DD: I know from my experience that editing such personal family photographs can be a challenge. So I’m curious about how you choose which images to show as your artwork.
JL: This project evolved as I was pregnant with my third child. From my previous experiences of pregnancy, labor, birth and motherhood I knew what concepts I wanted to include in the image set of this project. Every image was planned to some extent, whether that was creating and gathering props for specific scenes I wanted to create or knowing the images I wanted to include that needed to happen organically- but to be prepared for when that moment came; such as the pictures taken in the hospital or the set of “Reflux” images.
Overall I really try to not approach my artwork as a mother taking family photographs.
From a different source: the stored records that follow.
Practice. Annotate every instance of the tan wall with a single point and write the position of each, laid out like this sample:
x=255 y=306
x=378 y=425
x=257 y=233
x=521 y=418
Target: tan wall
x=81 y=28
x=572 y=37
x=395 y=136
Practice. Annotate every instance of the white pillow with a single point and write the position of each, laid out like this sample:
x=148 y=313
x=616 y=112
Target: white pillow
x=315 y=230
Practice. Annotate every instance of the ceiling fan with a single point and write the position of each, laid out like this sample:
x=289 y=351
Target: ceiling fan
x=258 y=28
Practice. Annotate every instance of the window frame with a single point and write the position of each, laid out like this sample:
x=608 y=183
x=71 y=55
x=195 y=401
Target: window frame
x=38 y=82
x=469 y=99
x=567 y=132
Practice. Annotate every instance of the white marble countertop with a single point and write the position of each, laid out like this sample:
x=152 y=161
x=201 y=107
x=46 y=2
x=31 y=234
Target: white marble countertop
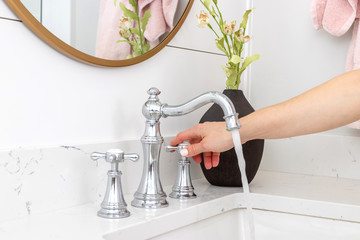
x=291 y=193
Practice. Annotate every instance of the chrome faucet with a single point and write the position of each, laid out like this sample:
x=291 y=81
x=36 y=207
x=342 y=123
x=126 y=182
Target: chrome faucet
x=114 y=206
x=150 y=193
x=183 y=188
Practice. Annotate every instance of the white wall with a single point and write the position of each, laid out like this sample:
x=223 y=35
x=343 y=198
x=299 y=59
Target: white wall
x=295 y=58
x=56 y=111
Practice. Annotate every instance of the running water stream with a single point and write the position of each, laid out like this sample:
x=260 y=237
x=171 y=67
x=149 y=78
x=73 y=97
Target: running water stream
x=245 y=183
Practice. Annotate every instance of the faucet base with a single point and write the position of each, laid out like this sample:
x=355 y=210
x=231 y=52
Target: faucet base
x=150 y=201
x=183 y=195
x=113 y=213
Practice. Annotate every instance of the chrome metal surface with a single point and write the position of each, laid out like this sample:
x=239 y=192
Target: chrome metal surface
x=114 y=205
x=223 y=101
x=182 y=188
x=150 y=193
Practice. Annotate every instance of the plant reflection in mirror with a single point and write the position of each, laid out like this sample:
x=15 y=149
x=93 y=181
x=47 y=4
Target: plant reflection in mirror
x=230 y=41
x=134 y=35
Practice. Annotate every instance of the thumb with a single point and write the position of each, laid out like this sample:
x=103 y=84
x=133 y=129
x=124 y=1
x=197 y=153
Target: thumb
x=192 y=150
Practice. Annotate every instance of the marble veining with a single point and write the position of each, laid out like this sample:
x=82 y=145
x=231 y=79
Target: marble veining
x=272 y=191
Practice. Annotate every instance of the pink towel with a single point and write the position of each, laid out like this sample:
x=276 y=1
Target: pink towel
x=108 y=32
x=336 y=17
x=160 y=22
Part of my process is identifying the gratuitous pictures OF my family from the intentional images ABOUT my family. To me there is a big distinction between those images.
DD: What question are you most often asked about your work?
JL: Not so much a question, but much of the feedback I have received has been from other mothers and caregivers who have told me how much my project resonates with them, agreeing that pregnancy and motherhood is really absurd yet they have not seen photographs pinpoint in the way before and how much they laughed while looking through the project. Which is the best feedback I could ever hope to receive since every mother knows- if you can’t laugh at it then you’re probably crying.
Deanna Dikeman has photographed her parents and relatives in Iowa and Nebraska for over 30 years. She was recently named a 2023 Guggenheim Fellow.